Gujarati
Khattai Alu
Ingredients
1 lb Floury potatoes
1 T Tamarind pulp
1/4 c Water
2 t Brown sugar
1 1/2 T Ghee or oil
1/2 t Black mustard seeds
1/2 t Ground turmeric
1/2 t Cayenne or ground chili pdr
1 t Ground coriander
1 t Ground cumin
1 t Salt
2 Fresh green chilies, seeded And
thinly sliced
2 T Desiccated coconut
Method
Peel and dice potatoes. Soak tamarind in hot
water for 5 minutes and then squeeze it firmly to
extract all the juice and strain the liquid through
a seive. Dissolve the sugar in the
liquid. Heat the ghee or oil and fry the
mustard seeds until they pop.
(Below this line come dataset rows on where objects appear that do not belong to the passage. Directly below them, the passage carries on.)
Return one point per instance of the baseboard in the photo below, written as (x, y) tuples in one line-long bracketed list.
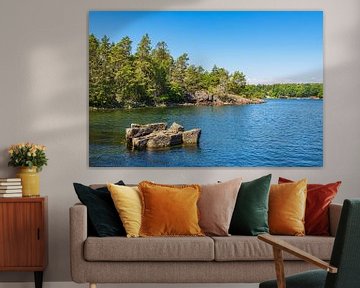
[(74, 285)]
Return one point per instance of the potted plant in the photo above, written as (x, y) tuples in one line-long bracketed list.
[(30, 158)]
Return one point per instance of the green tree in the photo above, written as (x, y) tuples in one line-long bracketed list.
[(121, 61), (236, 82), (144, 74), (162, 62)]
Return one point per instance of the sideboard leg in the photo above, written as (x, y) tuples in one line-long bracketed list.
[(38, 279)]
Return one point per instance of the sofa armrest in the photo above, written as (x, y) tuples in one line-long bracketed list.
[(78, 235), (334, 217)]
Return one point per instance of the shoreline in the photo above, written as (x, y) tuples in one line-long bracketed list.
[(172, 105)]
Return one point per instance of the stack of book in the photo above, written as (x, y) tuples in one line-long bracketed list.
[(10, 187)]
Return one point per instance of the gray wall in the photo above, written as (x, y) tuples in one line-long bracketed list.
[(43, 88)]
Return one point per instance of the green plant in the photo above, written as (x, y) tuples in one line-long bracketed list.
[(27, 155)]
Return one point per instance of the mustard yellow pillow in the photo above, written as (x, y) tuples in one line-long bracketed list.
[(287, 204), (169, 210), (127, 201)]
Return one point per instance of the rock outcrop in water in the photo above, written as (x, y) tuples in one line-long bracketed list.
[(157, 135)]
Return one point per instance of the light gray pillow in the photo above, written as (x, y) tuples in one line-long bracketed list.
[(216, 206)]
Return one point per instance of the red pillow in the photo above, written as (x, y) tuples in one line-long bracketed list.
[(319, 197)]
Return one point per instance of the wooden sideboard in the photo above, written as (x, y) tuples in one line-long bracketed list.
[(23, 235)]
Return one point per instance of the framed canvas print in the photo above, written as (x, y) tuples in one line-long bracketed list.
[(205, 88)]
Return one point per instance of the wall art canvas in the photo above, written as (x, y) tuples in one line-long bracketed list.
[(205, 88)]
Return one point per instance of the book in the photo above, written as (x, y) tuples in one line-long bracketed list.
[(10, 195), (10, 183), (10, 191), (10, 187), (10, 180)]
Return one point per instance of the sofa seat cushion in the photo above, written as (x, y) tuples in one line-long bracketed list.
[(149, 249), (249, 248)]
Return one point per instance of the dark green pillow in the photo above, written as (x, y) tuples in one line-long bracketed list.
[(250, 216), (103, 218)]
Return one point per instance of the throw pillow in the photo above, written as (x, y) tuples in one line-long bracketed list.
[(102, 215), (127, 201), (287, 208), (250, 215), (319, 197), (216, 206), (169, 210)]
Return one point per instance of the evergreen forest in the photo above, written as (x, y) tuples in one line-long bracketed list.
[(151, 76)]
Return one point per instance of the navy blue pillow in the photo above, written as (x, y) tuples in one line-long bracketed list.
[(103, 218)]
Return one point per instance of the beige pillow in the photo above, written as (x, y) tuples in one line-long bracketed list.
[(216, 205), (127, 201)]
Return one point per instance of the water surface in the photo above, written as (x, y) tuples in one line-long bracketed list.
[(283, 133)]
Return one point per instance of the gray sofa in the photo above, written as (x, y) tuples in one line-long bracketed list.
[(234, 259)]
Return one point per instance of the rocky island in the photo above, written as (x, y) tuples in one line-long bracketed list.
[(157, 136)]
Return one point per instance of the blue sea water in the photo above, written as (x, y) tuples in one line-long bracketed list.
[(278, 133)]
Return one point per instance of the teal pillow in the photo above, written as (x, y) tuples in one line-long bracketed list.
[(103, 219), (250, 216)]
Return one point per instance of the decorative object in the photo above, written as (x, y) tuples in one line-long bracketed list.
[(30, 158), (318, 199), (103, 218), (233, 259), (287, 204), (127, 201), (216, 206), (250, 215), (246, 85), (169, 210), (23, 236)]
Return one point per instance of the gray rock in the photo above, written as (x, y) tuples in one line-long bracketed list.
[(137, 130), (175, 127), (191, 136), (140, 143), (155, 136), (164, 139)]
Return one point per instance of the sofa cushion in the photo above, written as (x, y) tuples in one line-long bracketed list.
[(318, 199), (287, 204), (149, 249), (169, 210), (250, 215), (216, 206), (102, 216), (245, 248)]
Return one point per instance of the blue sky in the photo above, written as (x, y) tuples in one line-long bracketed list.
[(268, 46)]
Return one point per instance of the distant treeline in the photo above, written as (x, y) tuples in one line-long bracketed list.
[(151, 77)]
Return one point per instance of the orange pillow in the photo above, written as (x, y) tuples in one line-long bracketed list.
[(318, 200), (169, 210), (287, 204)]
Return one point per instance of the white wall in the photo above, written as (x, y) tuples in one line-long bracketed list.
[(43, 90)]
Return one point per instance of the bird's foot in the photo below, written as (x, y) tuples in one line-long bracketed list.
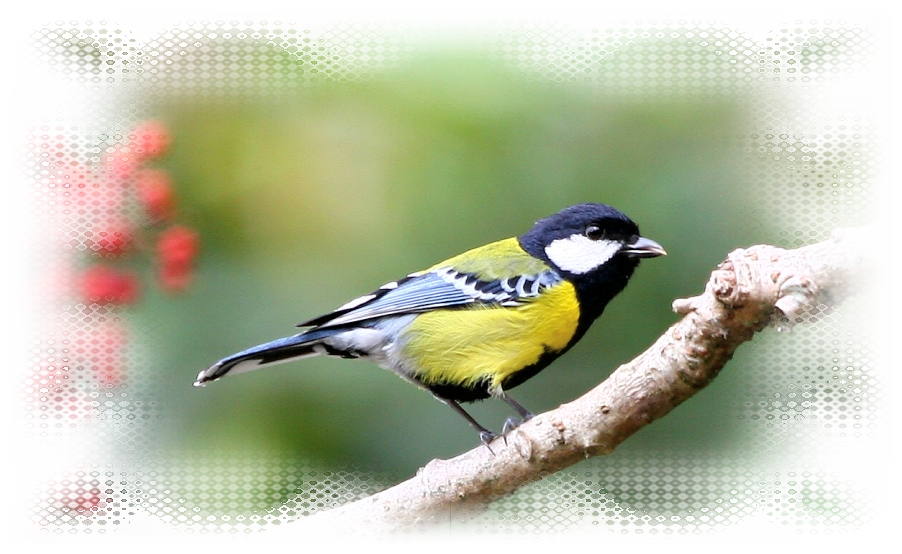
[(486, 437)]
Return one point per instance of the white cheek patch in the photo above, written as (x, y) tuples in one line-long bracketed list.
[(579, 254)]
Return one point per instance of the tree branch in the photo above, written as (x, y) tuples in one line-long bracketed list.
[(753, 288)]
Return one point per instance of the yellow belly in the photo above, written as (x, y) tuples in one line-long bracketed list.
[(464, 347)]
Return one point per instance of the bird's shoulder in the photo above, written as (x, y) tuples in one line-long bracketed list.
[(499, 274), (495, 261)]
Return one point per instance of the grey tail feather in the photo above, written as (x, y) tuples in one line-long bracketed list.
[(264, 355)]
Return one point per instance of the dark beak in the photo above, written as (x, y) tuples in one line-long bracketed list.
[(643, 248)]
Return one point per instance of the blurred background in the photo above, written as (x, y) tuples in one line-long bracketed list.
[(315, 167)]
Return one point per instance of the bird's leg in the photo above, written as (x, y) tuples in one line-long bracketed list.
[(485, 435), (512, 422)]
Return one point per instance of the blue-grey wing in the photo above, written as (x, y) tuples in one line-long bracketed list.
[(438, 289)]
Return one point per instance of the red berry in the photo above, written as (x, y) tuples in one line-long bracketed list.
[(151, 139), (103, 285), (154, 189), (177, 246)]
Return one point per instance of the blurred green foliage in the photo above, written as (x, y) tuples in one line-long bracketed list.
[(307, 200)]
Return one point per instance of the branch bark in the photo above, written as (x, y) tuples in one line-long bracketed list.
[(753, 288)]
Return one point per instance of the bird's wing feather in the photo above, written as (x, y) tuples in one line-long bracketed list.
[(438, 288)]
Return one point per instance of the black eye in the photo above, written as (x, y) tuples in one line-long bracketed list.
[(594, 232)]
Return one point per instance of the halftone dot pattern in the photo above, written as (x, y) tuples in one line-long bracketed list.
[(813, 161)]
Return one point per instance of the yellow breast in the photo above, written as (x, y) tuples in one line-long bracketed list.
[(464, 347)]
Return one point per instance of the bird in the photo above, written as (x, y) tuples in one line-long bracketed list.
[(482, 322)]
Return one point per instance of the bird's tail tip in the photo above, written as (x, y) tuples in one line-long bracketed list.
[(206, 376)]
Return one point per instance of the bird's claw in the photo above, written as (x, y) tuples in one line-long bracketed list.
[(486, 437)]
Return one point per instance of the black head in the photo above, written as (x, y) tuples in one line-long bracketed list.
[(594, 246)]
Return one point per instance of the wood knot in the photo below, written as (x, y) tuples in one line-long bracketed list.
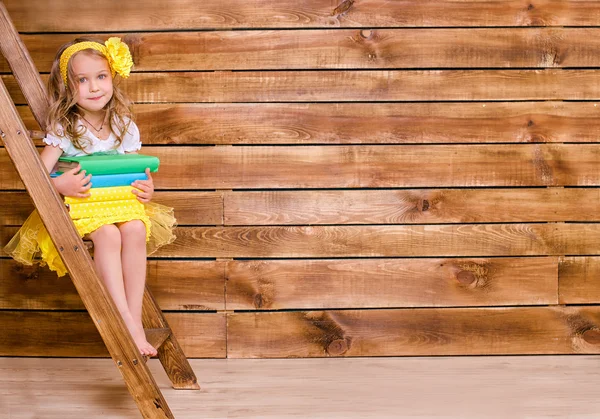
[(592, 336), (466, 277), (342, 8), (337, 347)]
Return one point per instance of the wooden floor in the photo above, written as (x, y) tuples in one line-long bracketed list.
[(448, 387)]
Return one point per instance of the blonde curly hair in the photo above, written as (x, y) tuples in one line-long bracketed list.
[(64, 114)]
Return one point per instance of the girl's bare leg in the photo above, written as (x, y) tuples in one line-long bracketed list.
[(107, 258), (133, 259)]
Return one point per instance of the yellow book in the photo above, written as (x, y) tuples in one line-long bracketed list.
[(114, 193), (103, 209)]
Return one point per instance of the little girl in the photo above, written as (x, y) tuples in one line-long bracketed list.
[(89, 114)]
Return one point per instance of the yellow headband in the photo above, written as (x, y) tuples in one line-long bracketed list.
[(116, 52)]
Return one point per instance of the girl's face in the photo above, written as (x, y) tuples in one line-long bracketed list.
[(93, 77)]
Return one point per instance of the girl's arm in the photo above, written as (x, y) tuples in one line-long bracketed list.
[(72, 183)]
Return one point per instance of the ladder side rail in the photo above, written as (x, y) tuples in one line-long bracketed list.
[(170, 354)]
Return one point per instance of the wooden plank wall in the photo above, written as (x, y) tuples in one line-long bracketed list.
[(356, 178)]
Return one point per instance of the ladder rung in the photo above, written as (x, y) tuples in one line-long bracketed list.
[(157, 336)]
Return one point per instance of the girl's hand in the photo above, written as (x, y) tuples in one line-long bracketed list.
[(146, 188), (73, 183)]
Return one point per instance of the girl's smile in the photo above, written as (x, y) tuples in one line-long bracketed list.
[(94, 81)]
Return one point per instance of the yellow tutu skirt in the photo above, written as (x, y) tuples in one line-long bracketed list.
[(32, 243)]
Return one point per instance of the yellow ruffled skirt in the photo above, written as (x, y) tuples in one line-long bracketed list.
[(32, 243)]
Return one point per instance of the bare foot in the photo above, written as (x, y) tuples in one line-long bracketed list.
[(137, 332)]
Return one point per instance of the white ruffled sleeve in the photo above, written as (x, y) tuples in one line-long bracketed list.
[(131, 139)]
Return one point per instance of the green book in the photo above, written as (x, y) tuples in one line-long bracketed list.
[(109, 164)]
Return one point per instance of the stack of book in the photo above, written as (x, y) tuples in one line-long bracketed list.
[(112, 176)]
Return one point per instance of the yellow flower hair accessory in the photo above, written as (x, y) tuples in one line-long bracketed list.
[(116, 52)]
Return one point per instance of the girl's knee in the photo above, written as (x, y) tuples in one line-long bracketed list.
[(133, 228), (107, 234)]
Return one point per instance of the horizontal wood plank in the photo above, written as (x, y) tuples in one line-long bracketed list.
[(468, 240), (447, 331), (578, 280), (387, 206), (72, 334), (135, 15), (410, 166), (191, 208), (176, 285), (386, 241), (352, 86), (359, 123), (345, 49), (410, 206), (376, 283)]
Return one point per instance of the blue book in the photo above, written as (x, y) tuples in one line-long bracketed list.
[(105, 181)]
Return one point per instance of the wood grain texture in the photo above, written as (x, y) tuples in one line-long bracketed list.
[(72, 334), (359, 85), (387, 206), (177, 285), (364, 123), (345, 49), (170, 353), (578, 280), (191, 208), (386, 241), (469, 240), (422, 332), (135, 15), (560, 386), (410, 206), (377, 283), (411, 166)]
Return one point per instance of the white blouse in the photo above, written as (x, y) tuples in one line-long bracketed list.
[(92, 144)]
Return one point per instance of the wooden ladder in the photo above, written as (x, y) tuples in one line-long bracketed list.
[(76, 258)]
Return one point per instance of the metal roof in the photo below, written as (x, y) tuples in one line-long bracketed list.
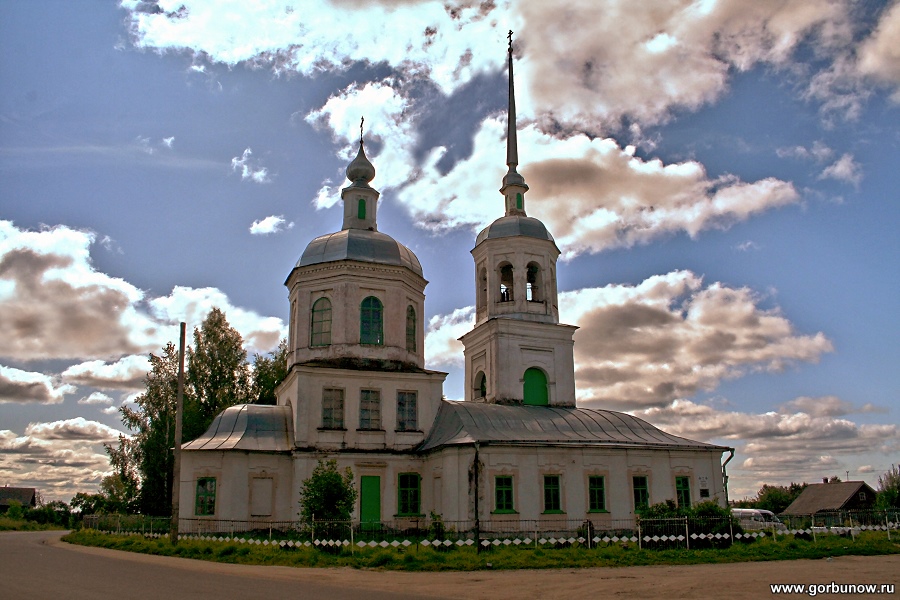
[(468, 422), (826, 496), (514, 225), (248, 427), (362, 245)]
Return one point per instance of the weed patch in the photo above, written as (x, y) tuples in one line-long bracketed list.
[(419, 558)]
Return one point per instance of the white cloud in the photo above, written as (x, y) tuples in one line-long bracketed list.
[(96, 398), (79, 429), (59, 458), (591, 194), (250, 168), (271, 224), (127, 373), (879, 55), (632, 63), (791, 444), (388, 124), (441, 340), (26, 387), (55, 305), (191, 305), (844, 169)]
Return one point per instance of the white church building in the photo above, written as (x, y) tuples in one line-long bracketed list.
[(515, 448)]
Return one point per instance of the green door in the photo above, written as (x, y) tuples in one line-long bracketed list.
[(370, 499), (536, 388)]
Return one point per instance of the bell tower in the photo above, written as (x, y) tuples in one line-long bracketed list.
[(518, 352)]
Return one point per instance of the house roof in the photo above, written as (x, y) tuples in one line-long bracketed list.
[(248, 427), (24, 496), (826, 496), (460, 423)]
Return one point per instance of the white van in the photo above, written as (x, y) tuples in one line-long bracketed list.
[(753, 519)]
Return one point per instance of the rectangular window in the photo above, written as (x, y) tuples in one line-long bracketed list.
[(596, 493), (641, 492), (408, 494), (206, 497), (552, 494), (503, 498), (332, 408), (369, 409), (683, 491), (406, 411)]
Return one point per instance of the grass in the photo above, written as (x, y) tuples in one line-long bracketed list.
[(418, 558), (8, 524)]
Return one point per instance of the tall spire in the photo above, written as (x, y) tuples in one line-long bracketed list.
[(515, 204)]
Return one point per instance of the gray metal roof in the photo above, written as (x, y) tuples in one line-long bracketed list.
[(362, 245), (826, 496), (248, 427), (468, 422), (514, 225)]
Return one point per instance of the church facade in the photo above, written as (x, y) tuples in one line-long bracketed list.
[(515, 448)]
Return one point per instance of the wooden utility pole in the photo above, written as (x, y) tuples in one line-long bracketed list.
[(179, 410)]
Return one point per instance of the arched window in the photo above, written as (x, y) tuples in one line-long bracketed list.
[(410, 329), (320, 326), (535, 389), (480, 385), (482, 289), (506, 283), (533, 283), (371, 322)]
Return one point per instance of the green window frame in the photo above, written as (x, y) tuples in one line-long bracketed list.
[(332, 408), (320, 325), (409, 494), (596, 493), (370, 409), (641, 487), (205, 499), (683, 491), (407, 411), (410, 329), (552, 494), (371, 322), (503, 494)]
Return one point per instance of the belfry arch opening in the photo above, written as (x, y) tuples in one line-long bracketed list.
[(535, 392), (480, 387), (534, 283), (506, 283)]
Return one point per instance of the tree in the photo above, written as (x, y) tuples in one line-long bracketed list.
[(268, 372), (217, 373), (148, 453), (328, 494), (889, 489)]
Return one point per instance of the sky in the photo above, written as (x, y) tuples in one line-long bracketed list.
[(720, 176)]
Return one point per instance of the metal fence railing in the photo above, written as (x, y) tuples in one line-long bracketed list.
[(678, 532)]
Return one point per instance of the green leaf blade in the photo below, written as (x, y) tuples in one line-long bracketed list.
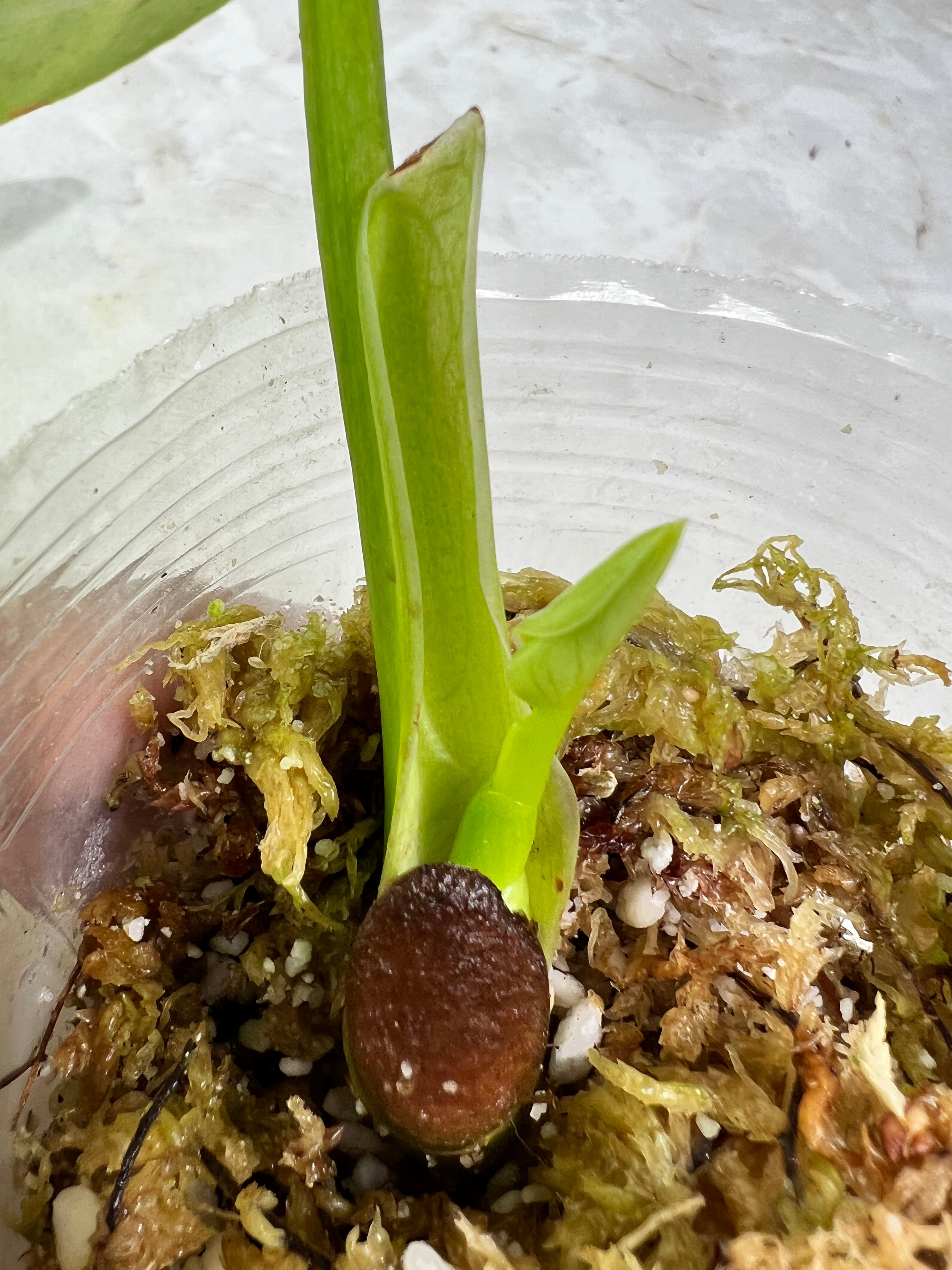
[(348, 133), (417, 277), (51, 49), (562, 649)]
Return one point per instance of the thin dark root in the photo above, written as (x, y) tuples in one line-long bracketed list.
[(32, 1065), (129, 1161)]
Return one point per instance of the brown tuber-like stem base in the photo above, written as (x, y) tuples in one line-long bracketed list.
[(446, 1014)]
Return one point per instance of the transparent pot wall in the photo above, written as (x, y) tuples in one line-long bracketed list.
[(617, 395)]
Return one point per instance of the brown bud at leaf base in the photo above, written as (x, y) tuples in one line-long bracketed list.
[(446, 1013)]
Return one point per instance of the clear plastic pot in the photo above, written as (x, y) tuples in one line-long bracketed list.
[(617, 395)]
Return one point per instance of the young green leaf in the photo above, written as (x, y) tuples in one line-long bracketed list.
[(50, 49), (560, 651), (346, 106), (417, 270)]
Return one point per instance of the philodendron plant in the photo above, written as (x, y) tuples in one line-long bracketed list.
[(447, 998)]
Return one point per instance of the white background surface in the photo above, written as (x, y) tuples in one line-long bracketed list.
[(678, 131)]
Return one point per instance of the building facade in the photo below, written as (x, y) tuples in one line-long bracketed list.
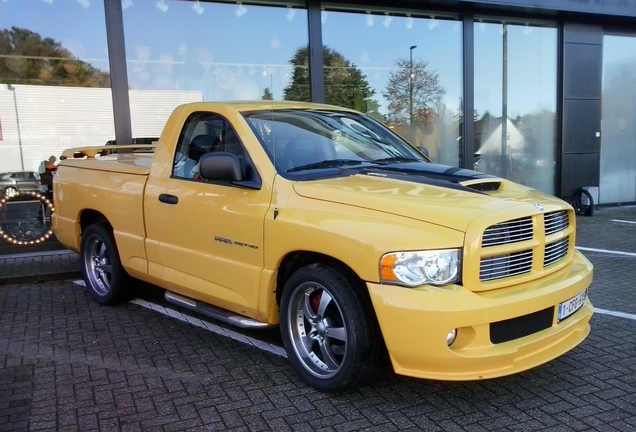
[(540, 92)]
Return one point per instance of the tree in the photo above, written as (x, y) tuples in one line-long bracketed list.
[(31, 59), (345, 84), (267, 94), (426, 92)]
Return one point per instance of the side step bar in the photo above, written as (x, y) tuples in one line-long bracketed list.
[(214, 312)]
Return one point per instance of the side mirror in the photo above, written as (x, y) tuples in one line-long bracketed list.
[(220, 166), (424, 151)]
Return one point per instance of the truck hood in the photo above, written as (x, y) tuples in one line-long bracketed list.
[(437, 194)]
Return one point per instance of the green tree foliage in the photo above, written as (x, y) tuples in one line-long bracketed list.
[(345, 84), (427, 92), (27, 58), (267, 94)]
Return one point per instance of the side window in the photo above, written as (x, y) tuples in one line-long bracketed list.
[(203, 133)]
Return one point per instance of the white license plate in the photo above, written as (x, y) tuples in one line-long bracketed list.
[(568, 307)]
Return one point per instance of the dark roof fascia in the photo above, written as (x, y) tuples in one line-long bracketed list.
[(616, 8)]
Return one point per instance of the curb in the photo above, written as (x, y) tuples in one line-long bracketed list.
[(40, 278)]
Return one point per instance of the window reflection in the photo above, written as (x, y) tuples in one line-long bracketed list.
[(618, 160), (403, 70), (220, 51), (55, 81), (515, 102)]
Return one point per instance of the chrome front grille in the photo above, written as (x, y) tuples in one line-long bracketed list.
[(510, 248), (508, 232), (501, 266), (555, 251), (556, 221)]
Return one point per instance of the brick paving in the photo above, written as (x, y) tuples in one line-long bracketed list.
[(67, 363)]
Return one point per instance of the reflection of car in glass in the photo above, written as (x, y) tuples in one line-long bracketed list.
[(12, 183)]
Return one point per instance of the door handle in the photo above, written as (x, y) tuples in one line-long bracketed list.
[(168, 199)]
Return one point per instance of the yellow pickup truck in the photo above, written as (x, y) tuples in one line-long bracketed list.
[(323, 221)]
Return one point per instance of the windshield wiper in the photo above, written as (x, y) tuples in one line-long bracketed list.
[(330, 163), (397, 159)]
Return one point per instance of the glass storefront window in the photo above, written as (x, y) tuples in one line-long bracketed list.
[(618, 160), (181, 52), (402, 69), (54, 80), (515, 102)]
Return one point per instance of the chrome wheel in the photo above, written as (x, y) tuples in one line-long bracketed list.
[(328, 328), (10, 192), (97, 265), (104, 276), (317, 330)]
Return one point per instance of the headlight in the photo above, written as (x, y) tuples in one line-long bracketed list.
[(435, 267)]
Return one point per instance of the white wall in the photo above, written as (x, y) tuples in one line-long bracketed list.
[(50, 119)]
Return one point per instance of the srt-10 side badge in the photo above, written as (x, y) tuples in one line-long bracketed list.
[(234, 242)]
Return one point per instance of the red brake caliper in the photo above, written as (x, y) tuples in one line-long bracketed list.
[(315, 302)]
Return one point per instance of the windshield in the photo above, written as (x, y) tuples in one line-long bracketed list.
[(321, 141)]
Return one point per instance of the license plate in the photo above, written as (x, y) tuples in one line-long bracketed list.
[(568, 307)]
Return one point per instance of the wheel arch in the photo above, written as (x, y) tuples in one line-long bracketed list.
[(295, 260), (88, 217)]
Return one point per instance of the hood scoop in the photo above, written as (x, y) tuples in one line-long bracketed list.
[(482, 186)]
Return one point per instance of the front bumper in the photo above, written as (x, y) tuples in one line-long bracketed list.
[(415, 322)]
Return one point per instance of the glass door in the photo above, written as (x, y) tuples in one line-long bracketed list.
[(618, 138)]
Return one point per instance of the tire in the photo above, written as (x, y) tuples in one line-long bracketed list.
[(328, 328), (583, 203), (10, 192), (104, 276)]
Add the
turmeric, cayenne or chili, coriander and cumin and
fry for about 1 minute on low. Add the
potatoes and toss for about a minute. Sprinkle
with salt and little water, (about 1/4 cup) cover
tightly and cook on a very low flame for about 15
minutes. Add the tamarind juice, sliced chilies and
coconut and stir well. Cover and cook for
about 10-15 minutes or until the potatoes are cooked
through. Serve hot with rice or chapatis.